ケール加工物:ケール粉砕物(粉末)、商品名ケールパウダー、こだま食品株式会社製
大豆抽出物:粉末状大豆タンパク(濃縮大豆タンパク、大豆タンパク質を70質量%以上、脂質10質量%以下、水分10質量%以下、pH8以下(10質量%水溶液(pHは、25℃、pHメータ(製品名卓上型pHメータ、型番F-72、堀場製作所社製)で発明者が測定))。
大豆粉砕物:大豆粉砕物(きな粉、水分10質量%以下)
牛乳プロテイン:分離ホエイタンパク(粉末)、商品名ビプロ、ダビスコ社製
【0047】
臭いの評価
臭いに関する専門パネラー5名に、前述の通り調製した組成物10gの臭いをかがせ、ケール臭、大豆臭または牛乳臭について、次の0~4点の基準に従い点数化した。
4点:ほとんど感じない
3点:わずかに感じる
2点:感じる
1点:強く感じる
0点:非常に強く感じる
【0048】
前記4点は、ケール臭または大豆臭を意識しないと気が付かない;前記2点は、ケール臭または大豆臭を食品として許容できる程度に気付く;前記0点は、ケール単独での臭いまたは大豆単独での臭いと同じであることを基準とした。なお、表1~3に記載する参考例1がケール単独での臭いに相当し、表1、2に記載する参考例2、3がそれぞれ大豆単独での臭いに相当する。なお、本試験例で用いた牛乳プロテインには牛乳臭がなく、従って、いずれにおいても前述の4点であり、評価が◎であった。
【0049】
次に、パネラーの平均値を下の基準に当てはめて4段階で評価した。
◎:3点以上
〇:2点以上3点未満
△:1点以上2点未満
×:1点未満
【0050】
結果
結果を表1~3に示す。
【0051】
【表1】
【0052】
【表2】
【0053】
【表3】
【0054】
表1に示す通り、ケール加工物、大豆抽出物のいずれか一方のみの場合は、それぞれ特有のケール臭、大豆臭があり、評価は×であった(参考例1、2)。

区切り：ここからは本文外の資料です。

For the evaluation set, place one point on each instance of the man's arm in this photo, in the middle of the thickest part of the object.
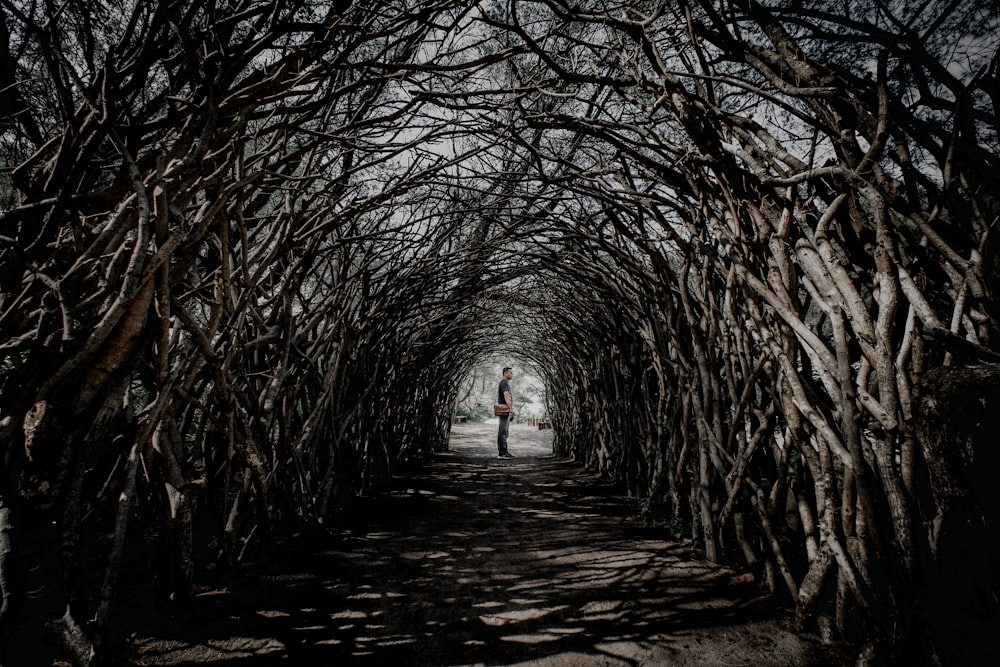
(509, 401)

これに対して、ケール加工物と大豆抽出物とを特定の配合割合で組み合わせることにより、特有のケール臭を抑制できた。特に、この場合、ケール加工物1質量部に対して大豆抽出物を0.5質量部で組み合わせるだけで、その抑制効果が○となり、大豆抽出物を用いた場合、効率良くケール臭を抑制することができることが分かった。また、ケール加工物と大豆抽出物とを特定の配合割合で組み合わせることにより、特有の大豆臭も抑制できた。
【0055】
一方、表2に示す通り、大豆抽出物に代えて大豆粉砕物(きなこ)を用いた場合、ケール加工物、大豆粉砕物のいずれか一方のみの場合は、それぞれ特有のケール臭、大豆臭があり、評価は×であった(参考例1、3)。また、ケール加工物と大豆粉砕物とを組み合わせた場合、大豆粉砕物の配合割合が多くなるほど、ケール臭を抑制できたが、同時に大豆臭が強くなった。このように、ケール加工物と大豆粉砕物とを組み合わせた場合、食品として許容できる程度にケール臭を抑制し且つ大豆臭を抑制することはできなかった。また、表2から理解できる通り、大豆粉砕物を用いた場合は、ケール加工物1質量部に対して大豆粉砕物を3.5質量部で組み合わせた場合にようやくケール臭抑制効果が○となったが、これは、前述の大豆抽出物を用いた場合(表1、ケール加工物1質量部に対して大豆抽出物を0.5質量部で用いた場合に抑制効果が○)と比較して、非常に高い割合で大豆粉砕物を組み合わせる必要があり、ケール臭抑制の効率が著しく劣るものであり、また、前述の通り大豆臭の問題も生じるものであった。
【0056】
表3に示す通り、大豆抽出物に代えて牛乳プロテインを用いた場合、牛乳プロテイン自体に臭いは感じられず評価は◎であった(参考例4)。ケール加工物と牛乳プロテインとを組み合わせた場合、牛乳プロテインの配合割合を高くすると、ケール臭が抑制される傾向が認められたが、ケール臭を十分に抑制することはできなかった。
【0057】
このように、ケール加工物と大豆粉砕物を組み合わせた場合よりも、驚くべきことに、ケール加工物と大豆抽出物とを組み合わせた場合において効果的にケール臭をマスキングすることができた。また、ケール加工物と大豆抽出物とを組み合わせることにより、大豆臭をマスキングすることができた。つまり、ケール臭と大豆臭の両方を効果的にマスキングすることができた。また、本発明者らは、大豆粉砕物と大豆抽出物との主な違いとして、大豆粉砕物よりも大豆抽出物においてタンパク質の含有量が多いことに着目した。そこで、大豆抽出物に代えて牛乳プロテインを用いて試験を行ったが、表3の通り、牛乳プロテインを用いてもケール臭を十分にマスキングすることはできなかった。このように、表1において認められたケール臭マスキング効果は、大豆粉砕物や牛乳プロテインには認められない、大豆抽出物特有の効果であると理解できた。